/ Zope / Apsis / Pound Mailing List / Archive / 2009 / 2009-04 / Backend replication solution with pound?

[ << ] [ >> ]

[ number of trheads/process in pound / Emilio ... ] [ Re: Welcome to [Pound Mailing List] / Tim Dunphy ... ]

Backend replication solution with pound?
Sebastiaan van Erk <sebster(at)sebster.com>
2009-04-24 17:25:46 [ FULL ]
Hi,

I'm trying to make a replicated image repository. I want to have two 
servers with big disks with the images stored on both of them (purely 
for redundancy). When a new image is added to the repository it will 
generally appear on one of the two servers before it appears on the 
other (mostly by only a few seconds). Also, if one server crashes and 
comes back, the new images that were stored in the mean time are not yet 
available on both servers and will need to be rsynced. However, as soon 
as the images are stored on 1 of the 2 servers, they must become available.

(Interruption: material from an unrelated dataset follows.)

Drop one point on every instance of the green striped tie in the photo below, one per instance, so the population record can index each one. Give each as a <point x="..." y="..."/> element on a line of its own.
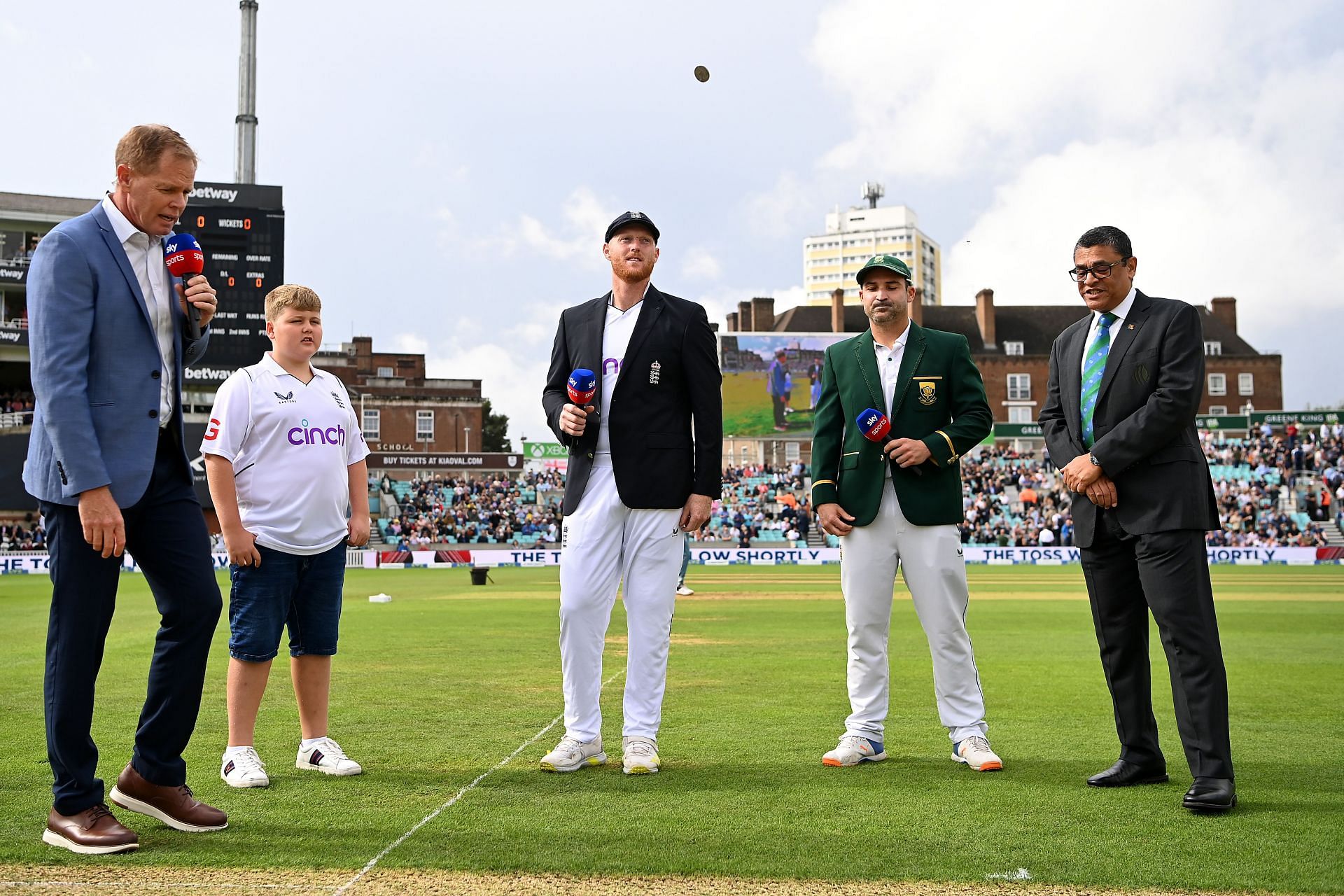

The only read access to the images from the outside world is via HTTP. I 
was thinking of using pound to get the images from the backends, 
however, there is only the small problem of (temporary) failure when an 
image that is not yet on one of the two servers gets requested by pound 
on the server where it's missing. In that case I would like pound to try 
the other server (basically on a 404). Only if it gets a 404 from both 
servers is it a REAL 404.

In the final solution I want to be able to send the requests to a 
preferred server based on a header in the HTTP request, but from what I 
saw, that should be doable with pound.

The question I have is, can I do the "404 failover" with pound, or do I 
need to patch it? Is it easy to patch it for this use? Is this a good 
way to go about it, or are there better solutions for the above 
requirements?

Regards,
Sebastiaan
Attachments:  
smime.p7s application/x-pkcs7-signature 3328 Bytes

RE: [Pound Mailing List] Backend replication solution with pound?
Tony Howat <arhowat(at)hotmail.com>
2009-04-24 17:47:17 [ FULL ]
sebster(at)sebster.com asked :
 [...]


The proper solution for this would be shared storage for your web nodes, or
network partition mirroring using something like drbd.

 

--

Tony
[...]
Attachments:  
text.html text/html 1061 Bytes

Re: [Pound Mailing List] Backend replication solution with pound?
Dave Steinberg <dave(at)redterror.net>
2009-04-24 18:33:15 [ FULL ]
Tony Howat wrote:[...][...][...]

To answer the original question - pound doesn't have the feature you're 
looking for.  You might try varnish - I know it can do it - or something 
like nginx.

You might also consider something like squid as a layer between your 
load balancer and your backends.  Squid supports logic about getting 
documents from neighboring proxies (I forget what its called, its some 
proxy communications protocol).  You might be able to use this to give 
you a layer that hides details of your semi-consistent storage layer 
from your load balancer / the outside world.

Regards,[...]

Re: [Pound Mailing List] Backend replication solution with pound?
Sebastiaan van Erk <sebster(at)sebster.com>
2009-04-24 18:58:36 [ FULL ]
Hi,

Thanks for the reply.

Tony Howat wrote:[...][...][...]

Why is that the proper solution? There's a couple issues I have with 
both of these solutions (and I did think of them before coming up with 
the question above):

1) The point of the exercise is redundancy on disk level. This would 
immediately disqualify most shared file systems, because they're 
generally not redundant (with some exceptions of course, e.g., AFS, 
which is very complicated and management intensive). Solutions such as 
hardware mirroring/RAID tend to occur within one physical device so that 
if the main board of the device fails your disks are gone (and if not 
dead, then at least not accessible anymore at that moment).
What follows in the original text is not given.